USD/CHF edges lower to near 0.8200 despite easing trade-war jitters
USD/CHF halts its two-day winning streak, trading around 0.8210 during the Asian hours on Monday. The pair’s depreciation is attributed to the US Dollar (USD) pullback after posting around 0.50% gains on Friday.
The Greenback received support from stronger-than-expected United States (US) labor market data for May, raising expectations that the Federal Reserve (Fed) will keep its benchmark interest rate unchanged at its next two monetary policy meetings.
US Nonfarm Payrolls (NFP) posted 139,000 new jobs added new jobs in non-agricultural businesses in May, higher than the market consensus of 130,000.
Moreover, the Unemployment Rate remained steady at 4.2% and the Average Hourly Earnings remained unchanged at 3.9%, both readings came in stronger than the market expectation.
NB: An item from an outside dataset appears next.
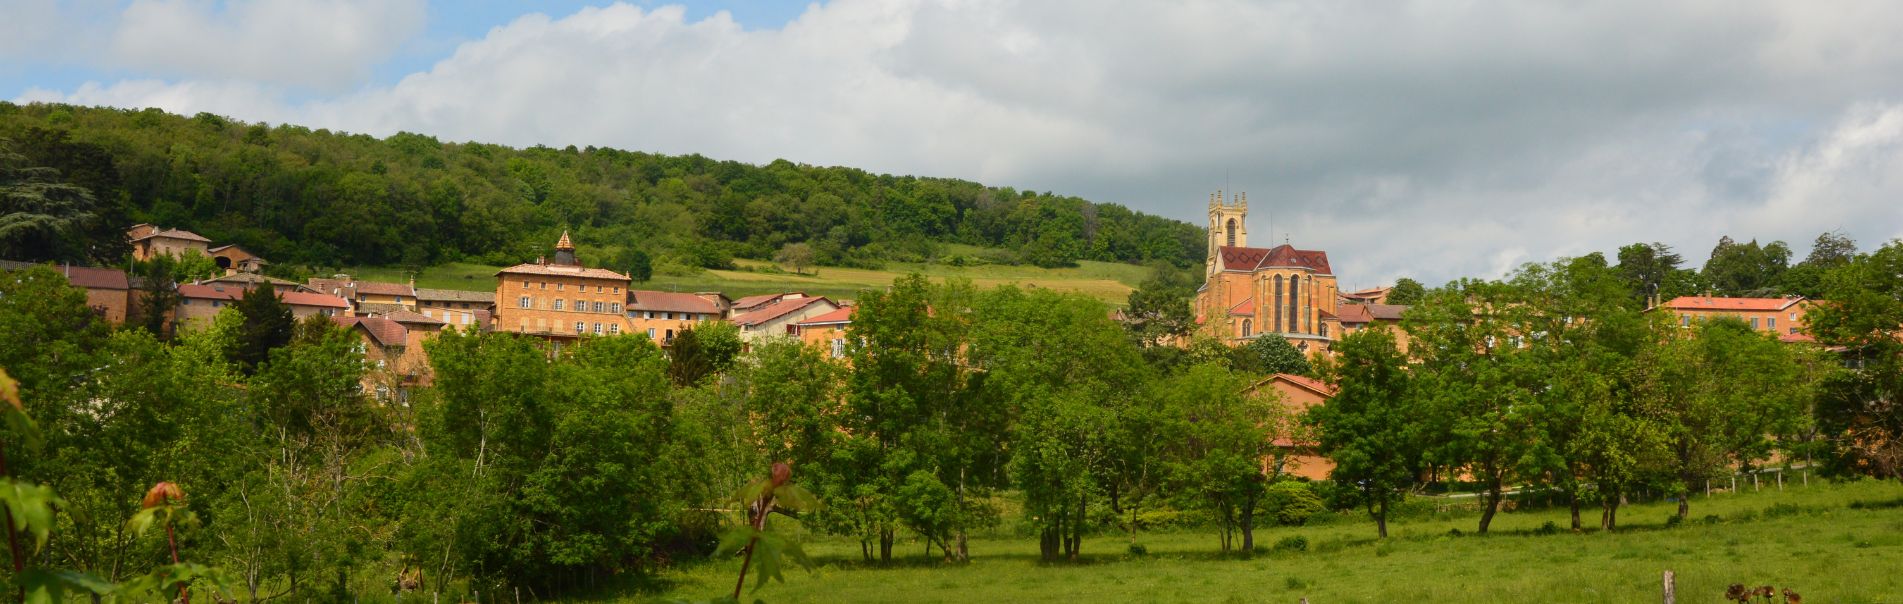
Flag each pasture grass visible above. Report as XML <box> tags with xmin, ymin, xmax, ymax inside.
<box><xmin>342</xmin><ymin>255</ymin><xmax>1152</xmax><ymax>305</ymax></box>
<box><xmin>639</xmin><ymin>477</ymin><xmax>1903</xmax><ymax>603</ymax></box>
However, the downside of the USD/CHF pair could be restrained as the US Dollar may appreciate amid easing trade-war tensions. Moreover, improved risk sentiment may weaken safe-haven demand for the Swiss Franc (CHF).
US President Donald Trump and China’s Xi Jinping spoke and agreed on Thursday that officials from both sides would soon resume trade negotiations aimed at ending the trade war. US Treasury Secretary Scott Bessent and two other Trump administration officials are set to meet with Chinese officials on Monday.